HOW CAN YOU AVOID CREDIT CARD PROCESSING FEES?
Because credit card processing fees are how credit card companies generate revenue, it’s extremely unlikely you’ll be able to completely avoid this cost. Through negotiation during the initial application process, however, you can attempt to ensure the rate is favorable.
There are also other ways you can offset your credit card processing fees. For example, some businesses push the fees onto the customer in the form of a surcharge or offer a small discount to customers who pay with cash. This tactic is generally seen at gas stations, where it costs more to pay with a credit card than with cash. While this method eliminates the credit card processing fee levied against your business, it could be a double-edged sword because it could push credit card users away from your business. The credit card networks have strict rules around surcharging, so make sure your policy is in line with their recommendations.

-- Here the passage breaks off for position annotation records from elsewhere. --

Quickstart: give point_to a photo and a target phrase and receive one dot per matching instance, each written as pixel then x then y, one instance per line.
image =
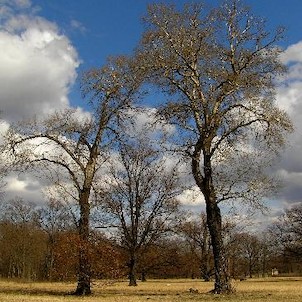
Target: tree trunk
pixel 144 279
pixel 205 184
pixel 84 269
pixel 132 271
pixel 222 279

Alternatively, you can set a minimum purchase amount for all credit card transactions. By requiring a minimum of $5 or $10 for each credit card purchase, you can ensure that the transaction is worth paying the credit card processing fee. This option is widely used by many businesses since it’s easily understood by customers and doesn’t feel as punitive as other options. The credit card networks have rules about minimum purchase amounts as well, so again, it’s important to make sure that your policy complies with their guidelines.
In both instances, you could alienate potential customers who prefer to pay with credit cards. The number of people who don’t carry cash is growing, so you ultimately have to weigh the potential savings on credit card fees against the risk of losing sales.
WHAT DO YOU NEED TO OPEN A MERCHANT ACCOUNT?
When signing up for a merchant account, you should have several things on hand to make the process move smoothly. Most credit card processing companies require some general information on your business so they can determine whether you are a high or low risk.
A business’s risk level depends on factors such as its potential to be a victim of credit card fraud or experience a high rate of returns. Payment processors also consider how long a business has been in operation, since they are reluctant to lend money to what may amount to a fly-by-night operation. [Related article: Credit Card Processing in High-Risk Industries]
Most payment processors also want information on the business’s history, including any bankruptcies, defaults or previous merchant accounts on its record. In addition, most processors want information on the business owner, including their personal credit history, as many contracts require the business owner to sign a personal guarantee.
Some merchant account providers charge application and setup fees, but this is unusual among the best processors. You may want to consider other options if the company charges these fees.
IS THERE A WAY TO AVOID MERCHANT FEES?
Few things in this world are free, so avoiding merchant fees altogether isn’t realistic. That being said, there are ways to limit your costs. A good opportunity to do so is by looking for a service that offers a subscription pricing model. This ensures your interchange rates don’t fluctuate, and it may remove some of the added fees.
CAN I MAKE CUSTOMERS PAY EXTRA WHEN THEY USE A CREDIT CARD TO MAKE A PURCHASE?
You certainly can pass on the added cost of using a credit card to your customers. This added surcharge however will likely not be appreciated by your customers and could ultimately result in a loss of business from those who would rather pay less somewhere else. Before instituting this surcharge, you should carefully consider how much you will actually be saving and whether the savings will offset the cost of losing a chunk of your customer base.